The Corner

On “Utopian”

Since I think I introduced this particular dispute–Jonah is again right. In a sense there cannot be a free-market utopian since free market economics is positively infatuated with reality. But there are people of a utopian disposition who take up a worshipful attitude to the free market. They are doomed to disillusionment.

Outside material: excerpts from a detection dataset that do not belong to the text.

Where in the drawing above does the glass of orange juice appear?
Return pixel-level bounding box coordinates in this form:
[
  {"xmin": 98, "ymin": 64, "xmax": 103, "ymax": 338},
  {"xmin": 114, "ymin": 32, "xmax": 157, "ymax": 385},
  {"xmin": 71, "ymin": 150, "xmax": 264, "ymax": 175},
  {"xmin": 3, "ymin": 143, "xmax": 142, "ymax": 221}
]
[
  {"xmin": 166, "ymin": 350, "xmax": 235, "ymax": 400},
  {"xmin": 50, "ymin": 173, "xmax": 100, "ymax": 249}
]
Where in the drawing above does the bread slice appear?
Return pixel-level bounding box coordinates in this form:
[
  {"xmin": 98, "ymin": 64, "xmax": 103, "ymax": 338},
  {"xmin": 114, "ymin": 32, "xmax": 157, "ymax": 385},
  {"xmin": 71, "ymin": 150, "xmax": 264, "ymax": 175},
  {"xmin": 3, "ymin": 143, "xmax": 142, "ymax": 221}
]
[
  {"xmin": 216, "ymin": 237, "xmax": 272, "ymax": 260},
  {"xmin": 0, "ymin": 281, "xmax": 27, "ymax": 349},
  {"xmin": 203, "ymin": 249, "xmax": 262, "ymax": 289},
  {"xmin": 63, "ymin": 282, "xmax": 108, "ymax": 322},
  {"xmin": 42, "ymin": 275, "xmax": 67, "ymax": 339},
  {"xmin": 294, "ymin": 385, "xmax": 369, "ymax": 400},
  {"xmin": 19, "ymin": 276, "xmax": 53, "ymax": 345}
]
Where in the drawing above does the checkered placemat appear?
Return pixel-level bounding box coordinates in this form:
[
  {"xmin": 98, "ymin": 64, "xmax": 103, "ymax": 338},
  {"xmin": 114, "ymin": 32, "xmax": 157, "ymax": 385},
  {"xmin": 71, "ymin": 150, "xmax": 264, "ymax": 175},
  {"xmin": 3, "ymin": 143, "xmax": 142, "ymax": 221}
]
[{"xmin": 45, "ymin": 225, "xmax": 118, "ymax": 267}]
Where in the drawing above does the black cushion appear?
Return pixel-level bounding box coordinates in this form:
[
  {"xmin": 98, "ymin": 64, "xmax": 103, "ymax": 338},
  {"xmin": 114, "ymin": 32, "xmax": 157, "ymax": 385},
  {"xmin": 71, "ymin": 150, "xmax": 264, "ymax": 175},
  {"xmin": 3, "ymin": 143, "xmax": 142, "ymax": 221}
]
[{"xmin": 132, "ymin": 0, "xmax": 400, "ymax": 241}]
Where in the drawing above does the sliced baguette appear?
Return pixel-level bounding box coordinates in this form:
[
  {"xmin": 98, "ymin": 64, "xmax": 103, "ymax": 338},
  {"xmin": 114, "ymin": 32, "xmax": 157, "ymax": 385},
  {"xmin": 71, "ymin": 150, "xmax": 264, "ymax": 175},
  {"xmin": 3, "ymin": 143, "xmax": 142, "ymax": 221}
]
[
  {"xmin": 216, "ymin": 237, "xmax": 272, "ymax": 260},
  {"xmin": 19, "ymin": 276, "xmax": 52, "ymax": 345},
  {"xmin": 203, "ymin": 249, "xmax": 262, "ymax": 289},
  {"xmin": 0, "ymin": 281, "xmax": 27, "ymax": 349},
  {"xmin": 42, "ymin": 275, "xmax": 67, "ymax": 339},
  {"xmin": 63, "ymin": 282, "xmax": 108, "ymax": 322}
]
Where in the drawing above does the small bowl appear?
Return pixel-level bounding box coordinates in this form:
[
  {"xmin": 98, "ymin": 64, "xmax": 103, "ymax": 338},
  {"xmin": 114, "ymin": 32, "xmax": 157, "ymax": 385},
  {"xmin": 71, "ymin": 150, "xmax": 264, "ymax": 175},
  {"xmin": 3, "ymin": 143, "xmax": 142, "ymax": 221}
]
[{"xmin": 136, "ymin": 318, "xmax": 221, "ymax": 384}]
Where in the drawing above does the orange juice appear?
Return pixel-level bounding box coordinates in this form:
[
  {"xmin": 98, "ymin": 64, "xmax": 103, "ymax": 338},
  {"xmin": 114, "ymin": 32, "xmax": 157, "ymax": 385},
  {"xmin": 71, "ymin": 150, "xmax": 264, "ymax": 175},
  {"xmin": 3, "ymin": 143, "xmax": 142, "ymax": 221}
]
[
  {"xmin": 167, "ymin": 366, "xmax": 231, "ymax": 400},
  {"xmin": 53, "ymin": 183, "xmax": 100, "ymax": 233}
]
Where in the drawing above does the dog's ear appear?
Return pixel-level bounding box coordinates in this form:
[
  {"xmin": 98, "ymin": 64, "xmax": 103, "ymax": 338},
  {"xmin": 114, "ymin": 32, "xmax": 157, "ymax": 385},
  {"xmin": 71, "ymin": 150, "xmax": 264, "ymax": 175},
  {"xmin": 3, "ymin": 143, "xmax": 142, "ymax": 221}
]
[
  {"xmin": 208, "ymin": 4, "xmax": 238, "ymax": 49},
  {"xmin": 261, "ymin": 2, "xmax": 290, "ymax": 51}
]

In the first Gulf War, for instance, some libertarians opposed the war on the grounds that the free market would solve any problem raised by Saddam’s controlling all the Gulf oil and setting an astronomical price for it. They were, of course, right. But how would the market solve it? By sucking vast amounts of investible capital into Saddam’s treasury, by depressing demand worldwide, by encouraging investment in alternative sources of oil and alternative energy sources, and so on. A decade letter the world would be awash in cheap oil, energy use would be much more economical, and Saddam’s vast civil engineering projects would be abandoned only half-completed as his oil revenues slumped dramatically.

Problem solved by the market? Sure. But in the intervening decade we would have suffered world stagflation on a large scale with a misery index at Jimmy Carter levels.

How do I know all this? Because that is what happened when the free market solved the crisis caused by OPEC’s two oil price hikes in the 1970-80s. (Actually, “The Economist” and I predicted all that.)